Paper No. 1
Presentation Time: 2:00 PM
PULL-APART BASINS ALONG THE CONTINENTAL TRANSFORM FAULTS IN THE CENTRAL AND SOUTH AMERICA
Transform margin are important tectonic features which accommodate horizontal displacements in all plate tectonic settings on all scales in both oceanic and continental crust. The resulting strike-slip faults show that most of known transform margins accommodate oblique displacements with a wide assemblage of related structures. Pull-apart basins associate with releasing bends or step-overs are one the geological features that form as a consequence of this geometrical pattern in a transtensional context. Caribbean and Scotia Seas are two physiographic features nearly identical in size and shape that contain two transform boundary with opposite vergence joined by a frontal subduction arc. They are respectively located between North and South America, and South America and Antarctica, joining the North American Cordillera to the Andes, and the Andes to the Antarctic Peninsula continental orogen.
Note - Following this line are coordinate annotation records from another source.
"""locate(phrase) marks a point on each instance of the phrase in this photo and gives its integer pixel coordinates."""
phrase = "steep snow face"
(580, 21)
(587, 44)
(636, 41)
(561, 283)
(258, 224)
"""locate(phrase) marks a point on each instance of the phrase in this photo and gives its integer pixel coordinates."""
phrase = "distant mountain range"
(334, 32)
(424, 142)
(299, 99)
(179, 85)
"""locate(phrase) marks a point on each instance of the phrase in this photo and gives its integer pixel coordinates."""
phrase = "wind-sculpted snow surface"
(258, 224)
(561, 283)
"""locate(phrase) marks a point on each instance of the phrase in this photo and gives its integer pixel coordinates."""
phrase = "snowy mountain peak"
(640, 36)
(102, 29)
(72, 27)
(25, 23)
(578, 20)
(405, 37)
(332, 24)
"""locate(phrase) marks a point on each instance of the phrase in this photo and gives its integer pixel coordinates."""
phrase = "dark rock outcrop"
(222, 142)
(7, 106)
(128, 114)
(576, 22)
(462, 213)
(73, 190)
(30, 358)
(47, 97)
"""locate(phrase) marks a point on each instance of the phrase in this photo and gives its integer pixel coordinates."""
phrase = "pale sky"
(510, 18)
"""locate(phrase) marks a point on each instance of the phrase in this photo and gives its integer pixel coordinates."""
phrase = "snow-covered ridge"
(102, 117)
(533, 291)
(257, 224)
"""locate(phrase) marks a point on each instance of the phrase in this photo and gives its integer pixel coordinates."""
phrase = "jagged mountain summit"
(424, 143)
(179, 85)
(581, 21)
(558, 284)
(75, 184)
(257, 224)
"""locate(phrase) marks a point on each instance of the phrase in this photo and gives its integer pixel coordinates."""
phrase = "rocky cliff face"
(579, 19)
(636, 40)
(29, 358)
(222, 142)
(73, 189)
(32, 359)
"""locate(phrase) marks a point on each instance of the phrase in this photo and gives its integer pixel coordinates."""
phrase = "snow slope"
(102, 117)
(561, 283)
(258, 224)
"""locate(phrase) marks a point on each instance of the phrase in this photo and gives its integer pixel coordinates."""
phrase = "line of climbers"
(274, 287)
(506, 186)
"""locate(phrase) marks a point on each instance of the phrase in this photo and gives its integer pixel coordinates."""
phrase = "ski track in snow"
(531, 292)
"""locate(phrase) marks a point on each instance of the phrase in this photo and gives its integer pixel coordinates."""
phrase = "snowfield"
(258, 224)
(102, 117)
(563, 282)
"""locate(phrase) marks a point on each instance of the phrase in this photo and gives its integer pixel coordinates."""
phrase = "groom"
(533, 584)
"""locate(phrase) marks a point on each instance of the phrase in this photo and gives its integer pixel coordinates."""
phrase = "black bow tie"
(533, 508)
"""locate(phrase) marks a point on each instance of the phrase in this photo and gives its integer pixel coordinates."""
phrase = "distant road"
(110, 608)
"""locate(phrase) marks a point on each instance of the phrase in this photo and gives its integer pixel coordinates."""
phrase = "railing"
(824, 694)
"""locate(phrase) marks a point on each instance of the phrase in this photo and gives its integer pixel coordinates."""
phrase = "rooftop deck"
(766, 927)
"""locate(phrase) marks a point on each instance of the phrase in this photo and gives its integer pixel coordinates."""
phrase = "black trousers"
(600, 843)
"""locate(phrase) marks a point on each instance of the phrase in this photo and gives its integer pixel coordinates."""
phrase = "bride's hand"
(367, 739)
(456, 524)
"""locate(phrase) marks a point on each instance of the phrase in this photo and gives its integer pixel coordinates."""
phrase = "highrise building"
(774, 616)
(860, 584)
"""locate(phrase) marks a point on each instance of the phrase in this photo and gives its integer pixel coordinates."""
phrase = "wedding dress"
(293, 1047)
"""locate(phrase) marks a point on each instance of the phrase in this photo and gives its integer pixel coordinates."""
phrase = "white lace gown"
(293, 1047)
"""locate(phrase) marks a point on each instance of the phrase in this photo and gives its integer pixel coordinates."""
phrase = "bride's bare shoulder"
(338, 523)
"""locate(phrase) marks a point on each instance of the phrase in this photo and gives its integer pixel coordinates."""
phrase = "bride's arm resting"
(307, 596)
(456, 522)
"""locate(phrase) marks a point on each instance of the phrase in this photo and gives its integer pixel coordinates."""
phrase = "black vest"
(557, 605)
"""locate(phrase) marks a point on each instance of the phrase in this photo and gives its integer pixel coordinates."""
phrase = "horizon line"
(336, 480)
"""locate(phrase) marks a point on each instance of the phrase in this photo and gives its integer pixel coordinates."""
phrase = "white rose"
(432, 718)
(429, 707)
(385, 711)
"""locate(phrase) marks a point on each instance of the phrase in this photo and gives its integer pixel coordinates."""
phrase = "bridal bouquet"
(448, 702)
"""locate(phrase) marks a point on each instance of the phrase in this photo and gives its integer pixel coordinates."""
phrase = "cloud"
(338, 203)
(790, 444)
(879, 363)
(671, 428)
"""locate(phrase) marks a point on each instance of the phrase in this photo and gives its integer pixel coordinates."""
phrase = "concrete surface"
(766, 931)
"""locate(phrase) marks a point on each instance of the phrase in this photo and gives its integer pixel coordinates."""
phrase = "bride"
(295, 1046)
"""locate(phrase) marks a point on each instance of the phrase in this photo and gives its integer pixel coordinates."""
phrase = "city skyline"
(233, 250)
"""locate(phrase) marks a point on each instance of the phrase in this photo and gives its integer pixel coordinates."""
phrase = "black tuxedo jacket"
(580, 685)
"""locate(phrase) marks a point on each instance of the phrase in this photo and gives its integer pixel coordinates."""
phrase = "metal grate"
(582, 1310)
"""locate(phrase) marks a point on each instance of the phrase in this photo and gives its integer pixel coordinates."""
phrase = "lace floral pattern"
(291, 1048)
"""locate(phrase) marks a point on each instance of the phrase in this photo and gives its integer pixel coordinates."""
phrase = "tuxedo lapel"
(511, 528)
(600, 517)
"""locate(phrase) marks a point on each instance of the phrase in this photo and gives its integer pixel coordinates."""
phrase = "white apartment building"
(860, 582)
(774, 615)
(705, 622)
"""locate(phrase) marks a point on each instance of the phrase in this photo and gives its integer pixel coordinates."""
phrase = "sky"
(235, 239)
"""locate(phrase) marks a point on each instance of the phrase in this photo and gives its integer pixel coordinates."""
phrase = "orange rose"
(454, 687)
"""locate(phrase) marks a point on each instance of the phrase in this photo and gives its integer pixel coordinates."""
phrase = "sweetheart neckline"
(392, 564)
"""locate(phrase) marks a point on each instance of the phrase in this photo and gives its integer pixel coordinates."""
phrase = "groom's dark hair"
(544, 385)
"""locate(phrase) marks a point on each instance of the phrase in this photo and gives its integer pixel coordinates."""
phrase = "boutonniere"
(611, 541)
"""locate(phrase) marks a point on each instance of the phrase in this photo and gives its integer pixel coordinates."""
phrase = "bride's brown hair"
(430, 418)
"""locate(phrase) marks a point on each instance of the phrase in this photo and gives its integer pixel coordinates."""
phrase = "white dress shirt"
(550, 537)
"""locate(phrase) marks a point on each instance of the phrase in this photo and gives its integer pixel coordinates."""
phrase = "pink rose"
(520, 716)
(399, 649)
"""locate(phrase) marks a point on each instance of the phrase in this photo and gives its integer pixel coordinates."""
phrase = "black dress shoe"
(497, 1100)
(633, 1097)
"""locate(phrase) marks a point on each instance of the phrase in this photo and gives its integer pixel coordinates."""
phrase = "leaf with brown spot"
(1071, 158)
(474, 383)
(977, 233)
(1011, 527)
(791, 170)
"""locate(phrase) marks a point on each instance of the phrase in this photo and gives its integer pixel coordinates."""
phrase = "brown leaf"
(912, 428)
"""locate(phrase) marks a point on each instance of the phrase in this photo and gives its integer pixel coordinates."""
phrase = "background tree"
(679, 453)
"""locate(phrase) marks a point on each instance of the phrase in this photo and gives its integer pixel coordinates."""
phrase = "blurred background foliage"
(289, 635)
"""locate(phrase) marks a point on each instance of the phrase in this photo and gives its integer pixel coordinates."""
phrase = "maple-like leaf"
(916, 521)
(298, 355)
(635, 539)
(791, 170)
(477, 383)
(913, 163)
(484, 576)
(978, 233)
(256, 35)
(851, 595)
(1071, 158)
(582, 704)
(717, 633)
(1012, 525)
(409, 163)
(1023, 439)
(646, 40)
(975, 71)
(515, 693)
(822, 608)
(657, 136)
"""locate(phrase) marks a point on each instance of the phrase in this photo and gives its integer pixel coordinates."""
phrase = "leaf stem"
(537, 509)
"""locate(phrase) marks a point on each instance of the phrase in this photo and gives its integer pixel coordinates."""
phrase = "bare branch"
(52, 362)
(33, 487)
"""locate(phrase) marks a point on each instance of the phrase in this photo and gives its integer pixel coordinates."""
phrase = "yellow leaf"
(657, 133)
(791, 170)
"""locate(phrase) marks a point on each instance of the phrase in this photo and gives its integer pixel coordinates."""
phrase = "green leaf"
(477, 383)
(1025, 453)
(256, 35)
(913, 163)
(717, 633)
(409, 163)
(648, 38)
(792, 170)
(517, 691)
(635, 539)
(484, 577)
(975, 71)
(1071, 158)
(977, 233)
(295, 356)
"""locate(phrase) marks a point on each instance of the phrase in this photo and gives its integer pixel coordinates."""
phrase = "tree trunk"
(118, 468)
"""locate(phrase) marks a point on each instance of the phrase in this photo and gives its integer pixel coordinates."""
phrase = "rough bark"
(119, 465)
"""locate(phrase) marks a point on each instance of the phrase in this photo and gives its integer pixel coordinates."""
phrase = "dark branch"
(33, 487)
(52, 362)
Their tectonic evolutions can be related to the relative motion between the two pairs of landmasses. Morphological, structural and tectonic analogies characterize both Arcs, in particular the transform systems that mark their respective plate boundaries. The Magallanes-Fagnano continental transform system, which represents the western termination of the South America-Scotia plate boundary, traverses broadly E-W the entire Tierra del Fuego region. The principal displacement zone is composed of distinct tectonic fault arrays arranged in a step-over and the realasing bend geometries that developed asymmetric pull-apart basins on-shore and in the Atlantic off-shore. The Polochic and Motagua fault systems mark the western part of the North America-Caribbean plate boundary .This transform systems cut the central and eastern Guatemala. A large pull-apart basin, the Lago Izabal, was developed within the principal displacement zone and it is characterized by a remarkably asymmetric configuration of the sedimentary fill. This sedimentary architecture, in which the thick end of the depositional wedge abuts the transform segment, suggest simultaneous strike-slip motion and transform-normal extension. Both transform systems in the Scotia and Caribbean regions, may suggest a common tectonic mechanism responsible for the development of the corresponding plate boundaries, and possibly for the entire Arcs.